Populist record contrasts with Trump
Mr. Vance’s anti-corporate populism isn’t just rhetorical. As a senator, he’s supported raising the federal minimum wage. After a disastrous train derailment spilled chemicals in East Palestine, Ohio, he teamed up with Ohio Democratic Sen. Sherrod Brown on a bill to tighten train regulations, over protests from other Republicans. And he’s worked with Democrats on legislation to claw back compensation for executives of failed banks and to rein in credit card fees.
Mr. Trump broke with big business conservatives on immigration and trade, two major issues where Mr. Vance agrees with him. But at other times the former president’s populist rhetoric clashed with more business-friendly policies, like massive corporate tax cuts and major deregulation efforts. Mr. Trump has also flip-flopped to embrace companies he once criticized, like TikTok and Tesla, after their major investors promised to back him.
Mr. Vance appears to be more of a pure economic populist. But it’s his aggressive, acerbic rhetoric, rather than his policy views, that have drawn the most attention since Mr. Trump selected him as his running mate.
Mr. Vance’s comments in recent years calling leading Democrats “childless cat ladies,” arguing that people with children should get more votes in elections, and saying that pregnancies caused by rape and incest were “inconvenient” have resurfaced since he joined the ticket – and immediately hurt his image with voters.
Vance’s challenge in poll ratings
Democrats have taken to mocking Mr. Vance as “weird,” and it seems to be working: Polls have shown his favorability ratings are now upside down, making him less popular than Mr. Trump, as well as Vice President Kamala Harris and her running mate. A recent survey from a Democratic pollster showed that reactions to his rhetoric are driving those numbers: “Anti-woman” and “weird” were two of voters’ leading descriptions for Mr. Vance, with the number describing him as “extreme” jumping from 20% in late July to 33% in August.
Mr. Vance has sought to downplay some of his previous comments. He insisted in a Sunday ABC News interview that his suggestion that parents should have extra voting rights was just a “thought experiment” and not a policy proposal he actually supported.
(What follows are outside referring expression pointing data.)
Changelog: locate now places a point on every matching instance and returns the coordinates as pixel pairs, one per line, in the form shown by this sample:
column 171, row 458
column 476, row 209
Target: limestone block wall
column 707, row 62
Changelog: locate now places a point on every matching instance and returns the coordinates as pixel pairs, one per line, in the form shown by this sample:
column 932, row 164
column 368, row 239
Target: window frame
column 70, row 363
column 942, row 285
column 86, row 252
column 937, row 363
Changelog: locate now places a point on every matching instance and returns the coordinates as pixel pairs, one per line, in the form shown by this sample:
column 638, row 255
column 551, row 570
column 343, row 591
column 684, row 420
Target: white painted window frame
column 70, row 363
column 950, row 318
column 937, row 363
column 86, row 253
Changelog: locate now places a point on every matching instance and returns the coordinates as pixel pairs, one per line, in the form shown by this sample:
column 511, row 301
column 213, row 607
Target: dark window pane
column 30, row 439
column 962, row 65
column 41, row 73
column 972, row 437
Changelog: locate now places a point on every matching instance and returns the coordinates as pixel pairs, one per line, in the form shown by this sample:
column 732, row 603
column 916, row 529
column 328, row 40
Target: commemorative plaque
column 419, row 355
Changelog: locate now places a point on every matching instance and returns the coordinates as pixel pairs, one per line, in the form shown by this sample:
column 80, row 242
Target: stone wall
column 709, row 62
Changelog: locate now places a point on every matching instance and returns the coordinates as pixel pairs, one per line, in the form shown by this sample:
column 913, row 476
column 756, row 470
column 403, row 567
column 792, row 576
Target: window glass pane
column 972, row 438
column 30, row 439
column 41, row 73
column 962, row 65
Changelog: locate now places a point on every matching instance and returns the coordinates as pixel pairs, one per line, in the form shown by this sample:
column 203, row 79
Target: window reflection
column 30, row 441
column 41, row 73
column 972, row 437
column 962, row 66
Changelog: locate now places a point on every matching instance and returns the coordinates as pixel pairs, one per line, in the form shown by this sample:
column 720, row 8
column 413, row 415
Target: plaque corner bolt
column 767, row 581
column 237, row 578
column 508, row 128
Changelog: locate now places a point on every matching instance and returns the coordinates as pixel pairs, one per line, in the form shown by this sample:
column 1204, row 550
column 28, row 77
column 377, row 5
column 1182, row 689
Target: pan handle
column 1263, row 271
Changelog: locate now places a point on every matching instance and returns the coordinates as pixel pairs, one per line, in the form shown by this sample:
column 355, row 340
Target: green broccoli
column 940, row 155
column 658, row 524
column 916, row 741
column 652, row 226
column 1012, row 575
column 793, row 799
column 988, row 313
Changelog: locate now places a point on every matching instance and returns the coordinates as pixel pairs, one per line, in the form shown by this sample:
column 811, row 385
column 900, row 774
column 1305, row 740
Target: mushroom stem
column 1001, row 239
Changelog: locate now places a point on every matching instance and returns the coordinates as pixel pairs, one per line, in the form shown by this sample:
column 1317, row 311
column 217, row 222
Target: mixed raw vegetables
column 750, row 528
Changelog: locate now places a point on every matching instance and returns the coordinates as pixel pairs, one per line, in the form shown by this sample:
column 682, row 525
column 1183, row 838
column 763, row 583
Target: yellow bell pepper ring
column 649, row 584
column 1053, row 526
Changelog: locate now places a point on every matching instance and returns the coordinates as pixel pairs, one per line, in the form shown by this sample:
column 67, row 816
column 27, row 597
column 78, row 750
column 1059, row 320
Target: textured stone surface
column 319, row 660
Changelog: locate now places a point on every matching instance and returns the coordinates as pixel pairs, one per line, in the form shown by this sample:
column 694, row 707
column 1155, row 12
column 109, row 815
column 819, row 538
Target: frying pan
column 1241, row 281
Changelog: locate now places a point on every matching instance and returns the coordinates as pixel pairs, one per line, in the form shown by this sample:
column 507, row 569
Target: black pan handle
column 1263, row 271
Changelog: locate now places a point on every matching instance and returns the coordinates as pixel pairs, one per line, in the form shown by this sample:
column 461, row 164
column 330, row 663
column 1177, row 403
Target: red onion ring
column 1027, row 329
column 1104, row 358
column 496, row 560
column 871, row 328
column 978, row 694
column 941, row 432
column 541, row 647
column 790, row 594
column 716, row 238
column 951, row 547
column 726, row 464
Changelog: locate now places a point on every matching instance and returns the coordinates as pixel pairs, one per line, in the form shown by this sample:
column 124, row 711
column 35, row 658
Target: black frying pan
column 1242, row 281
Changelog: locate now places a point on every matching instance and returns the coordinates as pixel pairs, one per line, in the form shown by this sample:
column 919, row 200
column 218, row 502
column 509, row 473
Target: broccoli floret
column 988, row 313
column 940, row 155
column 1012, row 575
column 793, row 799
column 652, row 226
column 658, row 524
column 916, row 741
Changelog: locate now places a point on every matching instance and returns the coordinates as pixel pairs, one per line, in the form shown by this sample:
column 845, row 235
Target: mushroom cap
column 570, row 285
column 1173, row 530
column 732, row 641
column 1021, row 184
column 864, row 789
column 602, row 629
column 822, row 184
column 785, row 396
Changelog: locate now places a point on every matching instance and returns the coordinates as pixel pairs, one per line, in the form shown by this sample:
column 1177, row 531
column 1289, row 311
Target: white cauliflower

But when asked for comment about his 2021 remarks to the Claremont Institute on abortion and Black Lives Matter, a spokesman for Mr. Vance doubled down.
“Jeff Bezos’s companies promoted and donated to Black Lives Matter as BLM protestors destroyed countless brick and mortar businesses across the country – the very businesses that Amazon counts as direct competitors,” Vance spokesman William Martin says in an emailed statement. “Woke billionaires like Bezos have taken over corporations across the country and turned them against the American people. Senator Vance is absolutely right to call them out and will continue to do so.”
This story was updated in the afternoon on Aug. 15 to include Mr. Vance's response to a question about the abortion comments that the Monitor published earlier in the day.